Professor Michèle Lamont is the Honorary/Advisory Sociologist of the United Sigma Intelligence Association.
She is Professor of Sociology and of African and African American Studies and the Robert I. Goldman Professor of European Studies at Harvard University.
She served as the 108th President of the American Sociological Association in 2016-2017 and she chaired the Council for European Studies from 2006-2009. She is also the recipient of a 1996 John Simon Guggenheim Fellowship, the 2014 Gutenberg research award and the 2017 Erasmus prize (for her contributions to the social sciences in Europe and the rest of the world). She is also the recipient of honorary doctorates from five countries (Canada, France, the Netherlands, Sweden and the UK).

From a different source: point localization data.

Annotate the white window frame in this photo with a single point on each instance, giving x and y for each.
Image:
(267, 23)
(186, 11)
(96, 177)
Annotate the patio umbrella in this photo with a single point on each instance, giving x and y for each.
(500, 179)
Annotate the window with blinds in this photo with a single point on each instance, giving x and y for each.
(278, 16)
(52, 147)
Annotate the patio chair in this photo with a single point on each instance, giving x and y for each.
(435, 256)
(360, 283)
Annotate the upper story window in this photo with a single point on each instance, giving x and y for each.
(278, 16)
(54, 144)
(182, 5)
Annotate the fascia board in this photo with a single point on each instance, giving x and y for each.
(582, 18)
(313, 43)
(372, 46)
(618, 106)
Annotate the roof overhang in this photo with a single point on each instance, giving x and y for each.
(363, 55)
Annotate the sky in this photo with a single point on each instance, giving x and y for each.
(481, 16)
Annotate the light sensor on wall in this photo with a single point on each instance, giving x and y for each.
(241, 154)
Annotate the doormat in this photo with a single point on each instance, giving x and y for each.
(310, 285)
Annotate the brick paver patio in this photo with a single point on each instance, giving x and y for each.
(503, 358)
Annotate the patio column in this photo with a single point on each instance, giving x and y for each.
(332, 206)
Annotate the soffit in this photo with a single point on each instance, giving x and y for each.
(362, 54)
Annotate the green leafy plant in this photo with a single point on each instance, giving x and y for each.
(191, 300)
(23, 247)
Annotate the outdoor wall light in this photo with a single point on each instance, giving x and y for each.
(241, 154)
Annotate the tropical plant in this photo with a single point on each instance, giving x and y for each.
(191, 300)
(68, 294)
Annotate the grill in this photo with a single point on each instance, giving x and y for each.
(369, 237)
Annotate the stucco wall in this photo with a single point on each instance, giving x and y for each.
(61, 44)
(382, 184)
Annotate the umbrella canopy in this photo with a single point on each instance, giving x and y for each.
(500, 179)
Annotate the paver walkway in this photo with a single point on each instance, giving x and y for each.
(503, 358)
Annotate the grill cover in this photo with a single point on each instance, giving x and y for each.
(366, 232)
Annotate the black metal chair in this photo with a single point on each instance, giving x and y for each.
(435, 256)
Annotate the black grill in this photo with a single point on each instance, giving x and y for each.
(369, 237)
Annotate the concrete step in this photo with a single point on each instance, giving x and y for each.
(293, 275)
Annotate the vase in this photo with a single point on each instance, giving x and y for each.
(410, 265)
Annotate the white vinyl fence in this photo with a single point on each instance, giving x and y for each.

A cultural and comparative sociologist, Lamont is the author or coauthor of a dozen books and edited volumes and over one hundred articles and chapters on a range of topics including culture and inequality, racism and stigma, academia and knowledge, social change and successful societies, and qualitative methods. Her most recent publications include the coauthored book Getting Respect: Responding to Stigma and Discrimination in the United States, Brazil, and Israel (Princeton University Press 2016); the 2017 ASA Presidential Address “Addressing Recognition Gaps: Destigmatization and the Reduction of Inequality” (American Sociological Review 2018); the 2018 British Journal of Sociology Annual Lecture: “From ‘Having’ to ‘Being’: Self-Worth and the Current Crisis of American Society”; and a special issue of Daedalus on “Inequality as a Multidimensional Process” (coedited with Paul Pierson; summer 2019).
Lamont is Director of the Weatherhead Center for International Affairs, Harvard University and she served as Co-director of the Successful Societies Program, Canadian Institute for Advanced Research from 2002 to 2017. An Andrew Carnegie Fellow for 2019-2021, she is spending 2019-2020 on sabbatical at the Russell Sage Foundation, where she is writing a book on self-worth and inequality in the United States and Europe.